If I had a claim to fame (I don't), this series would be it. A man, desperately in love with his brother's husband, takes him the only way he can. It's named for Nabokov because this is the first story's first line: Lan Xichen thinks of Humbert drugging Lolita, as he taps the white powder into Jiang Cheng's glass. (Yes, the thing is in present tense; yes, I resisted, fiercely; no, I don't think it's unreadable.) Jiang Cheng is a full-grown man here, there's nary a nymphet in sight, yet Lolita dogged my writing of this series to the extent that Lan Xichen delivers a multi-paragraph monologue on the novel—the real-world novel!—in the third and final chapter of the third and final story.

I realized only after the fact that, like Nabokov, I played with some authorial self-pointing. Here are the sentences that follow the first quoted above: It's not a sensible thought.
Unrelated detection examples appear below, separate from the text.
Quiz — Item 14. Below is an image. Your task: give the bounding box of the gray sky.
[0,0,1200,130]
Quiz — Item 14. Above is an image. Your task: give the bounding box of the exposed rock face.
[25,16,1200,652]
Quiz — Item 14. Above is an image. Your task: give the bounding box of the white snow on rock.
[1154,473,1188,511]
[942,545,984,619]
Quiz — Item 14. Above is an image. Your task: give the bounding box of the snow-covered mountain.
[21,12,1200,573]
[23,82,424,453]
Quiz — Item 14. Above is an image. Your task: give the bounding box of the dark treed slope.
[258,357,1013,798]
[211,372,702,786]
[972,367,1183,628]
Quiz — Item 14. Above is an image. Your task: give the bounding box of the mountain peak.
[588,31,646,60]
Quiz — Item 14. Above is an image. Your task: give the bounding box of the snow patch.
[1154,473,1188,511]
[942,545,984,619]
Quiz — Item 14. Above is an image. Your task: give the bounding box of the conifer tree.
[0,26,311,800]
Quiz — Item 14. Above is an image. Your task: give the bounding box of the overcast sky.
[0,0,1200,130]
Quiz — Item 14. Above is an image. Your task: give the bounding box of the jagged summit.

Jiang Cheng is no nymphet, and Lan Xichen has no Nabokov behind him to render his desire so lyrical. In other words: I know I'm no Nabokov, for all that I borrowed his name for the title of my series and love his prose to death. Then again, I don't have to be Nabokov to love my own prose to death. I'm not—and I do.

Size Matters

A tetralogy. An 18-year-old boy, in desperate love and lust with the uncle who raised him, imagines retrospectively that it was this uncle who called him forth from the womb; prospectively, when it seems clear that his uncle likes his men big, the boy determines to grow big, better, best for him—so that he can take him—to pieces—and make him his.